Being a science nerd, for the most part, I found works of art too complex to my analytical and mathematical mind. I believe that there is an inherent mathematical nature to reality and I am fascinated by this mysterious connection between mathematics and nature. We have always looked at nature and searched for patterns, gazed at the night sky and observed constellations even coming to believe that they might control our destiny.
This strong belief on mathematical connections to reality made me explore flip side on how art helps us re-engage with reality. I started this journey by going through art history. Upon reading that I had a better understanding than most of the “aesthetic experience”. The first person that impressed me the most was Mark Rothko. His abstract paintings fascinated me the most. Abstract paintings are meant to be experienced and words fail to explain them. Taking time to really view a Rothko places you inside the painting to contemplate what it is saying to you. Listening to what your eyes are telling you about the space and time and why you see thing the way you do. The raw edges of colour over colour, one flowing into the next; either under or over, allowing you to formulate questions and then finding the answers you seek simply by remaining long enough to see the depth of your answers.
Mark Rothko explored how forms could float in space, sometimes advancing towards you, other times quietly receding away from you. By looking at his paintings, there is a number of ways we could discern how these effects are achieved. However, Rothko was notoriously hermetic about his studio practices. We don’t know all that much about what materials he used and how exactly he did it, but by looking closely we can learn a lot. It appears that Rothko often flared out paint, one layer over another to make us realise a buzzing sensation as we gaze through the edges. This is the most impressive part of Rothko’s works.
Another Abstract art that impressed me the most was works of Pierre Soulages. As I write, his work Master of Black and Light comes to my mind. There are two key elements that run throughout his works, they are light and colour. In this painting, he used the colour black as he felt that it was violent, intense, reactive and hence stayed loyal to it throughout his career. The Light was the most important tool in his painting. Here, the play of light transforms and transmutes as the thickness of the paint changes across the work’s surface.
Mathematically, we are partially successful in understanding and expressing emotions but these abstract artists have captured emotions in colours through their artistic intelligence. This amazes me the most and I see art as a very powerful tool and abide by views on Immanuel Kant on fine art. Lacan and Lacanians have used Logic and Mathematics to express the psyche but in our lifetime we will not be able to develop mathematical models that would help us understand ourselves better but artists have succeeded in re-engaging reality by blending colour and forms centuries ago.
But I believe that all the forms of art shouldn’t be readily accepted. Gavin Turk states that “Art is taken too seriously. Its authority has to be questioned. If you take a piece of the world and put it into a gallery, then the object becomes a representation of what it was before, a pictorial version of itself” He is someone who liked to play with history and authenticity of art.
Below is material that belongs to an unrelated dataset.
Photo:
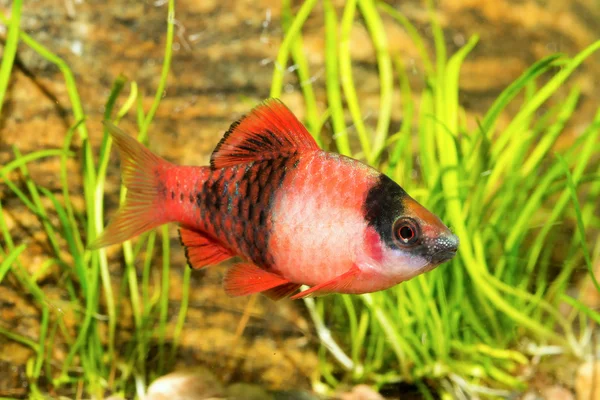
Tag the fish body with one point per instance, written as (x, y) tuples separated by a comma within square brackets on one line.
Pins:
[(295, 214)]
He used rubbish in his artworks and argued that in the process of undermining itself, an artwork opens up for interpretations and reveals itself.
Just like Turk, I believe that art can turn even a rubbish into a thoughtful emotion. Art should be devoid of impurities that do not contribute to the function of evoking emotions in an observer. These are the kind of thought-provoking ideas that drew me into the world of art. I am enjoying this journey and I want all the readers to join me.